Leonard G. Gomella, MD
A debate at the 15th Annual Meeting of the Society of Urologic Oncology (SUO), held December 3-6, 2014, in Bethesda, Maryland, discussed whether Gleason 6 prostate cancer should still be called cancer.
Jonathan I. Epstein, MD, Johns Hopkins Medical Institutions, focused on clinical use of basic histology and maintained that low-grade Gleason 6 tumors should be labeled as cancer. Concentrating more on genomic aspects, Mark A. Rubin, MD, Weill Cornell Medical College, suggested that lower-risk prostate tumors should have a different label.
For some insight on this discussion, OncLive sat down with prostate cancer expert and president-elect of SUO, Leonard G. Gomella, Bernard W. Godwin Jr. Professor of Prostate Cancer,
 chairman of the Department of Urology, and director of Clinical Affairs at Kimmel Cancer Center
at Thomas Jefferson University.
Where do you stand on this debate over the classification of Gleason 6 prostate cancer?
Gomella: I think right now, we still need to call Gleason 6 tumors a cancer. I agree that the majority of patients who have Gleason 6 cancer do not develop metastasis. The problem is that there will be 1% or 2% of patients who actually progress with Gleason 6 cancer.
I think the issue is, is it really the Gleason 6 cancer or are we just missing another cancer that has a higher Gleason score? I have written an editorial in the past that we should proceed cautiously in this area, and so until we have information and more detailed analysis, we have to call it a cancer.
And why is it important how this is classified?
Well, the big problem with Gleason 6 cancer today is overtreatment. Active surveillance is probably appropriate for 90% of these patients—maybe not that high—but certainly a high majority of patients who have Gleason 6 cancer do not require aggressive treatment and usually are ideal candidates for active surveillance.

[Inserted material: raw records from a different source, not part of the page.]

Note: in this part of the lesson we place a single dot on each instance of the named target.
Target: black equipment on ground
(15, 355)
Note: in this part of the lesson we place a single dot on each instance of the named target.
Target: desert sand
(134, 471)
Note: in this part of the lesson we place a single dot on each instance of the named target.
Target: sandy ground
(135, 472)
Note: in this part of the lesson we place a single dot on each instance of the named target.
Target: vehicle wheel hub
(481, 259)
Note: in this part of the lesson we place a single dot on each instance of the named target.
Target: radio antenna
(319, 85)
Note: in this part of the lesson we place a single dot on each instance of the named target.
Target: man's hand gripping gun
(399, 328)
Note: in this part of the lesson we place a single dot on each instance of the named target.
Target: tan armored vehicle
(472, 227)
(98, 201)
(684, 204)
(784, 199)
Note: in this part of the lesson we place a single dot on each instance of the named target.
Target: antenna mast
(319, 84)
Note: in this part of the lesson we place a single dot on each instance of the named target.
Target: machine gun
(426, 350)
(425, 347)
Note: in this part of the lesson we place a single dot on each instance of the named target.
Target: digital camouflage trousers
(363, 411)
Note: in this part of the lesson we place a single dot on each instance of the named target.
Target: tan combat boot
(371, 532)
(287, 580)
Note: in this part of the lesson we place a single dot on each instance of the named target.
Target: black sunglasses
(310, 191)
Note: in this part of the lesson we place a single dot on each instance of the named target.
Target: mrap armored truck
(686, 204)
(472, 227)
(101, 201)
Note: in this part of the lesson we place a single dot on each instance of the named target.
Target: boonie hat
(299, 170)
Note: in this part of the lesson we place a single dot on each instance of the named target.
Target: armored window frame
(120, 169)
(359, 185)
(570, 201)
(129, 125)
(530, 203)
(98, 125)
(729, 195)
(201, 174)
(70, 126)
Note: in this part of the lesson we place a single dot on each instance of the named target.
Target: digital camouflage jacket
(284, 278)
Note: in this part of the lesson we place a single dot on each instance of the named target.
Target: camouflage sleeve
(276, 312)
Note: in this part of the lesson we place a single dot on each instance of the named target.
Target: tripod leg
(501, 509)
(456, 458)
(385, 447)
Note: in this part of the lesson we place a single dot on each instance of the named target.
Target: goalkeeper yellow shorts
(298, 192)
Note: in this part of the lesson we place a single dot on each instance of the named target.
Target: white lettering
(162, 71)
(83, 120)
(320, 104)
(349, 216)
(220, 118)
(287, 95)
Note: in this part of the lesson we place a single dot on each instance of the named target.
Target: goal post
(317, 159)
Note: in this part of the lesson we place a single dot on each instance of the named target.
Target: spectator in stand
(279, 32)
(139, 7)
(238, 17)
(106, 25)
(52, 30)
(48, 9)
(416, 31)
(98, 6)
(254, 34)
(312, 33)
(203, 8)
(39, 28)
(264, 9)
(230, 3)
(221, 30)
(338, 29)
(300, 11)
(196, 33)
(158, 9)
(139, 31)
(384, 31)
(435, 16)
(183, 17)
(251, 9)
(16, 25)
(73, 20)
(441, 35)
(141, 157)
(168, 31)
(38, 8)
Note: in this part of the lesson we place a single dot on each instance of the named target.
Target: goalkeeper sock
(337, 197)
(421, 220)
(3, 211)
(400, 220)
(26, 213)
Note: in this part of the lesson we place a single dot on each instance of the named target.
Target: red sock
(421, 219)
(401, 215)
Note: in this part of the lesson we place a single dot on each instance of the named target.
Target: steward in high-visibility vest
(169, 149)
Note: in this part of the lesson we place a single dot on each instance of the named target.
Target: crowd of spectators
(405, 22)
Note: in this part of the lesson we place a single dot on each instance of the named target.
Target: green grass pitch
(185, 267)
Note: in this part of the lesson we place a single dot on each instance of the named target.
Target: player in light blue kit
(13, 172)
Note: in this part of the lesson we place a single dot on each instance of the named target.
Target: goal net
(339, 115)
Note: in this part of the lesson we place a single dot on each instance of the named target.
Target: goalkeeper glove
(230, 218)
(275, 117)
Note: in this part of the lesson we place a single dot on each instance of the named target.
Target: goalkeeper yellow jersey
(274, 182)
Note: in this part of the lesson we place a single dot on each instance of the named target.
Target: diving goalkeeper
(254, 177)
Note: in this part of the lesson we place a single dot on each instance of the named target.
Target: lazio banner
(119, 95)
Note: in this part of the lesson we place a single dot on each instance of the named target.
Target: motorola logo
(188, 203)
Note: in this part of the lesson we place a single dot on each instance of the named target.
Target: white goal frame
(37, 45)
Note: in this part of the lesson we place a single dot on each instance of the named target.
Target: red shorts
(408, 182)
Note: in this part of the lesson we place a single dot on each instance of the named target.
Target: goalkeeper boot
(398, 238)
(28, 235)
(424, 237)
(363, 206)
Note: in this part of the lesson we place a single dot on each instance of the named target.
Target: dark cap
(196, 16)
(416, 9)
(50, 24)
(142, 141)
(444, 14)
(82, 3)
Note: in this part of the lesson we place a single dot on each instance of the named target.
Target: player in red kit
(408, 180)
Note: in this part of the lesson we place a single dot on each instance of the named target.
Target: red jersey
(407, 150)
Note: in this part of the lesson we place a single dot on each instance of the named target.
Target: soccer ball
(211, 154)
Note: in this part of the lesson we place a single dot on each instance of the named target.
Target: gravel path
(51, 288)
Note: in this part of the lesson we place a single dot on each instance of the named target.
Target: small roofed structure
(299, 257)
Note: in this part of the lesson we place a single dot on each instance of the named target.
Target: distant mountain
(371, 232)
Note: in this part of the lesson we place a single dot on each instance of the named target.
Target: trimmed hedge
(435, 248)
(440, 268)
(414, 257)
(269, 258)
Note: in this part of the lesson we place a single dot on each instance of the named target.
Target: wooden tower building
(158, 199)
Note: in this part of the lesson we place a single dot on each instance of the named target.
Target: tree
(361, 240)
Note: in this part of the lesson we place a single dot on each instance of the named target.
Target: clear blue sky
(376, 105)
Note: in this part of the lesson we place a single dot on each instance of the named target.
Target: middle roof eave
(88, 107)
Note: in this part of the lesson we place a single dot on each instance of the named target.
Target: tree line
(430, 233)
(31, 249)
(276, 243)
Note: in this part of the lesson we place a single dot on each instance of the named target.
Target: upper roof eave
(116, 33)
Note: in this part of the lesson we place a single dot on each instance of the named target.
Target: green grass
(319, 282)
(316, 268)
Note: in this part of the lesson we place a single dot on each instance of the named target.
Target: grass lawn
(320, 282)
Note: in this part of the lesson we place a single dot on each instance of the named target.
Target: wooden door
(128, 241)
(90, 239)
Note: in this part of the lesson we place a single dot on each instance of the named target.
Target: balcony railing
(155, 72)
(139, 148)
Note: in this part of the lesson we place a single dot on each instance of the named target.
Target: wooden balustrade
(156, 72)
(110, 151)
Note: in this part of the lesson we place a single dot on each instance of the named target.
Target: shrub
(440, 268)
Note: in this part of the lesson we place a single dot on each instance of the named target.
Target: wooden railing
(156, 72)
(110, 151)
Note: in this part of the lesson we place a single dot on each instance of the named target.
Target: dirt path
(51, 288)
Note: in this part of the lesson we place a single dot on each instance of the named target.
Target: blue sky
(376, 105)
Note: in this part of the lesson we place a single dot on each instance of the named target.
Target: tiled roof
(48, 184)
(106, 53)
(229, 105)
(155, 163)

So, I think the word cancer is the problem here. We have to educate both physicians and patients that because a patient has cancer, it doesn’t necessarily mean they have to be treated or that they need an aggressive treatment. This is where I think the Gleason 6 “conundrum” comes in about convincing people with cancer that they don’t need treatment and I think that is where we have to kind of draw the line. Active surveillance doesn’t mean we don’t do anything; active surveillance just means you follow patients and hopefully, through ongoing monitoring, pick up that very low percent of patients with the Gleason 6 cancer who are actually getting in the trouble.
Since the debate is ongoing, how should community oncologists and urologists address this issue now in clinical practice?
Well, I think right now we are sticking with the basic histologic diagnosis of calling it a Gleason 6 cancer. The Society of Urological Pathology is actually getting back together—Dr Epstein and Dr Rubin are both involved with those discussions—to discuss potentially reclassifying further the Gleason scoring system. We may be hearing about that in the future, but essentially, right now, community urologists, medical oncologists, and radiation oncologists should treat Gleason 6 cancer as a potentially life-threatening cancer, but one that may require much less aggressive therapy and they should consider that active surveillance versus active treatment may still be the way to go.
So, I think Gleason 6 cancer should still be called cancer, but again, understanding that there are aggressive cancers and less aggressive cancers is the take-home message not only for our community colleagues, but also, more importantly, for our primary care colleagues and for patients as well.